Mary’s Meals does not see faith as a pre-requisite for food. The organization’s official description notes their service of those with strong faith to those of no faith.

Past recipients of the Poverello Medal include Blessed Mother Teresa of Calcutta, the Rev. Benedict Groeschel, CFR and the Little Sisters of the Poor. To qualify for the award, an individual or organization must attempt to lessen poverty while simultaneously sharing with those they serve the light of Christ and the values by which St. Francis lived.

Mary’s Meals St. Clare and St. Francis Kitchens in Malawi are sponsored by funds from Franciscan University and were founded in 2010 by Dr. Andrew Minto, a Franciscan theology professor. Franciscan University students are responsible for an annual donation, which averages more than $12,000. This allows the kitchens continually to expand their reach in the native community.

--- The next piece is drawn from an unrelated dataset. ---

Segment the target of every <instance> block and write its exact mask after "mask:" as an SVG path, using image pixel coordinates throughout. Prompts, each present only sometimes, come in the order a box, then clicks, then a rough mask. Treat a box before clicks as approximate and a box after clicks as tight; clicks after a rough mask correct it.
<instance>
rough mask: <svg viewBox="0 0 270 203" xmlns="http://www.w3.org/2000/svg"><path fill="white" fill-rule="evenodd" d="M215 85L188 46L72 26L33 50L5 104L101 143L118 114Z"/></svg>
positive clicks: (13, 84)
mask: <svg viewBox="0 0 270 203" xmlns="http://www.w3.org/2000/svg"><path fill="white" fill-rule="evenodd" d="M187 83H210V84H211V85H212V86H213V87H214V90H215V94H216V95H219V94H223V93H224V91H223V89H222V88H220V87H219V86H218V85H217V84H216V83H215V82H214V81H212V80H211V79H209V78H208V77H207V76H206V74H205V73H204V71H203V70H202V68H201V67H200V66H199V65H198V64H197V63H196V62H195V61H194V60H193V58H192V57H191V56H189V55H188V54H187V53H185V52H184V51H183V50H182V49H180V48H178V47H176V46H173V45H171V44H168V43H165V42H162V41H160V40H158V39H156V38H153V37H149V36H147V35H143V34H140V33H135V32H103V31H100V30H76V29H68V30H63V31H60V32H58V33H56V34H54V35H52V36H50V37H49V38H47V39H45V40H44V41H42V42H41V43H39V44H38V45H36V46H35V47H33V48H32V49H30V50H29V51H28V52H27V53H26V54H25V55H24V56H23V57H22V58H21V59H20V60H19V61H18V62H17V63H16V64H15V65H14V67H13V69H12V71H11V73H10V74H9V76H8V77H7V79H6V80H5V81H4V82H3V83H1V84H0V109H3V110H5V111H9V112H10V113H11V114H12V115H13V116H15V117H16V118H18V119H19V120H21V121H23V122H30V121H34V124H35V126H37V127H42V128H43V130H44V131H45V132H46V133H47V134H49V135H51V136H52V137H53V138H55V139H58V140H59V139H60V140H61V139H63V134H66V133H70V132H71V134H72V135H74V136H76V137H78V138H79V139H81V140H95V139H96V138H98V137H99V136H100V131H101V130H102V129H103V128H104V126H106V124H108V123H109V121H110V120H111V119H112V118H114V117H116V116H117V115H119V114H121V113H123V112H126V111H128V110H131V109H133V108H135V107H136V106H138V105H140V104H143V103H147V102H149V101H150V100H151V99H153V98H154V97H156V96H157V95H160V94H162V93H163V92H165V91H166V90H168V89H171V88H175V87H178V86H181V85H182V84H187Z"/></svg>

The Poverello medal is cast in basic steel as a nod to the recipient’s life of simple dedication to poverty. The medal also bears the figure of St. Francis, after whom the award itself is named, in the midst of a selfless act. “Il Poverello” or “the little poor man” is an Italian reference to one of St. Francis of Assisi’s titles. Mary’s Meals not only mirrors his humility and selfless generosity, it also points, as Francis did, toward the source of true life in Christ.